But this same word of the Evangelist shall be proposed again for a finer test:

In the Beginning was the Word.

Than the beginning is there nothing older, if it have, retained to itself, the definition of the beginning (for a beginning of beginning there cannot be); or it will wholly depart from being in truth a beginning, if something else be imagined before it and arise before it. Otherwise, if anything can precede what is truly beginning, our language respecting it will go off to infinity, another beginning ever cropping up before, and making second the one under investigation.

There will then be no beginning of beginning, according to exact and true reasoning, but the account of it will recede unto the long-extended and incomprehensive. And since its ever-backward flight has no terminus, and reaches up to the limit of the ages, the Son will be found to have been not made in time, but rather invisibly existing with the Father: for in the beginning was He. But if He was in the beginning, what mind, tell me, can over-leap the force of the was? when will the was stay as at its terminus, seeing that it ever runs before the pursuing reasoning, and springs forward before the conception that follows it?

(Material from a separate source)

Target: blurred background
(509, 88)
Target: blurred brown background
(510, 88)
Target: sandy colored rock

Astonishment-stricken whereat the Prophet Isaiah says, Who shall declare His generation? for His Life is lifted from the earth. For verily lifted from the earth is the tale of the generation of the Only-Begotten, that is, it is above all understanding of those who are on the earth and above all reason, so as to be in short inexplicable. But if it is above our mind and speech, how will He be originate, seeing that our understanding is not powerless to clearly define both as to time and manner things originate?

To look in another way at the same, In the Beginning was the Word.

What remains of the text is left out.